Let her know - gently but seriously - your feelings are hurt and she'll stop, not like lower Brits and ockers that will gleefully step it up like chickens pecking at the sight of blood.

Or just suck it up get used to it TiT they mean no harm.

Agree. Thais are very matter of fact in their views of people, we call it blunt, perhaps even tactless. But westerners tend to be quite thin-skinned and very often have an attitude of being the center of the universe. Causes everyone to have to walk on eggshells around them for fear of making some unintended offense.

A friend's wife has a circle of friends, one of which is fat and all of them call her Uuan, that's her name. No big deal to any of them, including Uuan.

The other side of this is that it may indeed be intended as an insult, which can be dealt with in a direct manner and which usually stops the person from continuing. Then everyone can get on with life.

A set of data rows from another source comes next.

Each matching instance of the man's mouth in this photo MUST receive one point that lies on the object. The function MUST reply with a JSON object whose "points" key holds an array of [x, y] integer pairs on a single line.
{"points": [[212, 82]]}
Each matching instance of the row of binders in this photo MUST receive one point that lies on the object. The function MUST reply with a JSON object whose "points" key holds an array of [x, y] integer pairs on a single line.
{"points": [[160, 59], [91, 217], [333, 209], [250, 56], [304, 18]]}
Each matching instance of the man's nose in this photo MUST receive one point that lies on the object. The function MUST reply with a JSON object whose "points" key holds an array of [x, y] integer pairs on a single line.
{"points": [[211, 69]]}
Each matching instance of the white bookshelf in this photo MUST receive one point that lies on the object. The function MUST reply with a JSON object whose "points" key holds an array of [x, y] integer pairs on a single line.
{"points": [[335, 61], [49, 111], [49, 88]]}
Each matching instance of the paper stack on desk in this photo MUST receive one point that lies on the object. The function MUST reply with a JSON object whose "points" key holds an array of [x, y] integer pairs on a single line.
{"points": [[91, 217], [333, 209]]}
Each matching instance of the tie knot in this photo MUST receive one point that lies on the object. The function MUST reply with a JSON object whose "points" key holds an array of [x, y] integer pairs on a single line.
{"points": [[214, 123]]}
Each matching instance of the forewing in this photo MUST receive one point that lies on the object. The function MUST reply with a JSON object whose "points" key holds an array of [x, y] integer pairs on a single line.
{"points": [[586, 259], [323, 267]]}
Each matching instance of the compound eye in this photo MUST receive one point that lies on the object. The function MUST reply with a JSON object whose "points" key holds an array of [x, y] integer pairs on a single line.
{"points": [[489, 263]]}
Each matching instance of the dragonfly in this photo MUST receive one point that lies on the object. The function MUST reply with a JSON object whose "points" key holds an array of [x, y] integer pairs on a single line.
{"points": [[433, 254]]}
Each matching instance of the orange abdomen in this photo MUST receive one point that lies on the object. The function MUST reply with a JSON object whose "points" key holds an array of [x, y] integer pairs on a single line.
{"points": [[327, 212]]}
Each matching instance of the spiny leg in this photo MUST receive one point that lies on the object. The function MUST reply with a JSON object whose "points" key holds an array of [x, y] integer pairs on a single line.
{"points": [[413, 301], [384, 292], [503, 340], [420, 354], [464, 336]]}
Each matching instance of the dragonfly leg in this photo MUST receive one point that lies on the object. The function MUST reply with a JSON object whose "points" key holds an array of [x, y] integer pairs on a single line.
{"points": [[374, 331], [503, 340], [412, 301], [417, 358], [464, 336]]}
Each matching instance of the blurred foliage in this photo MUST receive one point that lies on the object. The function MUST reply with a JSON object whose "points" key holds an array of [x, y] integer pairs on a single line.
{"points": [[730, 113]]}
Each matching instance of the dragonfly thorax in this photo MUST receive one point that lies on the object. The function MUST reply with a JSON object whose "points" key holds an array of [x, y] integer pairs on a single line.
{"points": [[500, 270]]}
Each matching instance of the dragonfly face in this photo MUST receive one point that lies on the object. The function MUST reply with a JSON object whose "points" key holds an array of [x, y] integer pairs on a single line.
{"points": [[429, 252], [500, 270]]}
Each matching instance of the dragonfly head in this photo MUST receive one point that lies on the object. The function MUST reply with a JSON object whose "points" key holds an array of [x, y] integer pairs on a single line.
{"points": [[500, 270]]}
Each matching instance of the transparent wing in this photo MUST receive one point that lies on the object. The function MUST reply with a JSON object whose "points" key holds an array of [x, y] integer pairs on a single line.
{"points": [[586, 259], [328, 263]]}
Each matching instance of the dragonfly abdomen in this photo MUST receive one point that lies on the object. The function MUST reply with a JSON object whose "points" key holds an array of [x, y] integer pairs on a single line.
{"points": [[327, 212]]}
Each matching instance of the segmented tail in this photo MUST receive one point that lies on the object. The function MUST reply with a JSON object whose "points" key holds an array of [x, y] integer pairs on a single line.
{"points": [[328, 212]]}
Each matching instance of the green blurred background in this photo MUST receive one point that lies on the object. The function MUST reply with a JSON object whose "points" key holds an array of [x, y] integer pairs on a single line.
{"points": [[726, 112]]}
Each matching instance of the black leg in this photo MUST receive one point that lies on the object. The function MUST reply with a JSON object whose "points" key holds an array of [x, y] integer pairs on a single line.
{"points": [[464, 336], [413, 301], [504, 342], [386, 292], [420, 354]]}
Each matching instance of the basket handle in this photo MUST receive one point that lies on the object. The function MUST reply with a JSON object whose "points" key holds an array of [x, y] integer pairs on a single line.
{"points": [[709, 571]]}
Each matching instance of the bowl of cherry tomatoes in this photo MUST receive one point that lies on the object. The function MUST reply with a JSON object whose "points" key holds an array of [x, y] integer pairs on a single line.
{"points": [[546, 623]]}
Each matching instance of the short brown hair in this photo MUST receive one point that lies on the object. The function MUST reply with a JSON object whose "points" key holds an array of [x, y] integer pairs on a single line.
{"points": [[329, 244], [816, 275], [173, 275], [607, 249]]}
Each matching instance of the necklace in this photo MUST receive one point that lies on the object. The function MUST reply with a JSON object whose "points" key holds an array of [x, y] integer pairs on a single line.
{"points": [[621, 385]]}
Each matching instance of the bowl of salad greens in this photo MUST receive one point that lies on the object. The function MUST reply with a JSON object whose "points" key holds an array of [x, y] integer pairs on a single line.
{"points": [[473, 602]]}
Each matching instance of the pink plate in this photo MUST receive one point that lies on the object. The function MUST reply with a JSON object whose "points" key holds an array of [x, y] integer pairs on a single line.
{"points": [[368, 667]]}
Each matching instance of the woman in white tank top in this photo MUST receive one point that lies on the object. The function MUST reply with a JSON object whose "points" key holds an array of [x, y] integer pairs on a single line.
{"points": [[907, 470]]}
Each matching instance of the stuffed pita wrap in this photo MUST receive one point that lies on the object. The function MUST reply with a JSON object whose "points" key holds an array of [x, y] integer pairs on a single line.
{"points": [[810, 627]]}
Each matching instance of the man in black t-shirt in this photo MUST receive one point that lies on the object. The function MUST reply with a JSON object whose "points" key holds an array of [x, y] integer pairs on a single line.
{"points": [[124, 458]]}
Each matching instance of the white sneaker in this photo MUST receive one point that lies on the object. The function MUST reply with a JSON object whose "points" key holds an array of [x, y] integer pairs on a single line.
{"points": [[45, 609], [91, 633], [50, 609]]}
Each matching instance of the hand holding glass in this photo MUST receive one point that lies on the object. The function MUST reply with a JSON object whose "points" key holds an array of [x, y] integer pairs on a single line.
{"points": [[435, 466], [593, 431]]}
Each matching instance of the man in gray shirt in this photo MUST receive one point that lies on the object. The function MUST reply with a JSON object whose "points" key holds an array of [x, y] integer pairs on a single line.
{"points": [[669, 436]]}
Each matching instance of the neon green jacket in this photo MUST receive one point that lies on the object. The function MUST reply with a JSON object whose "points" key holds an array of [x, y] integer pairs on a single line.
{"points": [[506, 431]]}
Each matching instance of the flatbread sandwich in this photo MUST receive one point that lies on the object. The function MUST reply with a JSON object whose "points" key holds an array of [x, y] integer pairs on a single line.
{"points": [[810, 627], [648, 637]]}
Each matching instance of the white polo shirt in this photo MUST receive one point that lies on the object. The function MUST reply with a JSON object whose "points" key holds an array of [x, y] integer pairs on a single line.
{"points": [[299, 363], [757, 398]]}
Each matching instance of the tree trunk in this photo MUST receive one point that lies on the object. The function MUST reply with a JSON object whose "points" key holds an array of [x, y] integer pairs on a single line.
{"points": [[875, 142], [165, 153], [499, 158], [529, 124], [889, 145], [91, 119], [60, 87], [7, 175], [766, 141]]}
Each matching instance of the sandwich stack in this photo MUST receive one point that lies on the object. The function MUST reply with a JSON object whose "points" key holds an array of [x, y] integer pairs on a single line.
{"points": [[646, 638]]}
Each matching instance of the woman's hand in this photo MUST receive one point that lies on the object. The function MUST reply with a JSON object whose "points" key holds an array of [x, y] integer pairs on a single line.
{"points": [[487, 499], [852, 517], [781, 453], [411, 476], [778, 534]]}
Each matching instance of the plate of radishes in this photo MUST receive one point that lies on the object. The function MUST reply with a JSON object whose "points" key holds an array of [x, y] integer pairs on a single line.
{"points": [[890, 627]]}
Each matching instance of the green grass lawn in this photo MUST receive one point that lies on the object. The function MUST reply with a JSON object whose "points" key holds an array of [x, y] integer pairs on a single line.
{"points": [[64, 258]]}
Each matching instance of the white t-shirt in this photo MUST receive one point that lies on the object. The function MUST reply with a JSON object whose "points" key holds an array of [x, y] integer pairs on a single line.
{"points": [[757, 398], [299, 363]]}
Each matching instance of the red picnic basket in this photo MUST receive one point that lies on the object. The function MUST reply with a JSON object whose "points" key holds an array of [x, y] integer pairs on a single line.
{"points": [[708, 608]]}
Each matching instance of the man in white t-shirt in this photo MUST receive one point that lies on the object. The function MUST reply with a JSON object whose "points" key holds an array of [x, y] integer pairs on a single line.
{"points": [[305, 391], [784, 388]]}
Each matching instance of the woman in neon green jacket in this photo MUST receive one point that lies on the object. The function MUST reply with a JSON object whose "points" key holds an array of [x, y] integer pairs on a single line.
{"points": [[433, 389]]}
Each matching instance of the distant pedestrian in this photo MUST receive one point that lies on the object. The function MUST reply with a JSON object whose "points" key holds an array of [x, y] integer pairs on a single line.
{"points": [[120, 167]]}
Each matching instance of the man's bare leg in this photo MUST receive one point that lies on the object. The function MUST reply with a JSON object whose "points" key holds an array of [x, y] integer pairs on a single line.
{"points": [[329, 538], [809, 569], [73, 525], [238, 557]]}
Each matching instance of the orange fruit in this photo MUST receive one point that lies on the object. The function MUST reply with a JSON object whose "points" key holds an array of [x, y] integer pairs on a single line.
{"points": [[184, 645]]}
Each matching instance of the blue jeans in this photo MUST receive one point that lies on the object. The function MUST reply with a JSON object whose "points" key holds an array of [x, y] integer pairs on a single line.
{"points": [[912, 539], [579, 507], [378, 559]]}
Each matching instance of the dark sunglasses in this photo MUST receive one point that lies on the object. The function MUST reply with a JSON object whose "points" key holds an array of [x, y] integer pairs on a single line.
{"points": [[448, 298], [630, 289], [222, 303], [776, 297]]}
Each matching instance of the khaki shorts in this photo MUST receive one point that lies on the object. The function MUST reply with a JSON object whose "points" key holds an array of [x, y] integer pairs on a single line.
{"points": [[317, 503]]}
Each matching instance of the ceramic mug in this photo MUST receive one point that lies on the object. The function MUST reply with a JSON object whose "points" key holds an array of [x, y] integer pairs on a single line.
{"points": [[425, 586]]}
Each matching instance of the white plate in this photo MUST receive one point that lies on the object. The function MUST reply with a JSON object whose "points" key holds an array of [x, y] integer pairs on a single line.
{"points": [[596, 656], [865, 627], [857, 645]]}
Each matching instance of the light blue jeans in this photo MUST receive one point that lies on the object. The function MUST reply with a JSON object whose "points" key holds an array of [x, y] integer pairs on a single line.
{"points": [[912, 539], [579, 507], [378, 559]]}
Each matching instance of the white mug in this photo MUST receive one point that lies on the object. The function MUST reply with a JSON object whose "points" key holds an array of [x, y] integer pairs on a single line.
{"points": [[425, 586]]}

Circle of friends, OP is not in the circle of friends but a total stranger

Has that circle of friends even bothered to see how that one over weight girl feels when they call her a fat pig? I seriously doubt it, because they could not care less.

Good friendsrolleyes.gif

There is a big difference between being called fat and being called a fat pig and it makes all the difference in how it's delivered. Fat Pig is indeed an intended insult but being called fat all depends on how it is used and to whom. Some people even used to be named "Fatty" among friends. Maybe it will even give them an incentive to lose weight, if they really care.

Many westerners filter everything through their politically correct visual prism and think that words mean the same to everyone else in the world. Well, they don't and we need to get used to it.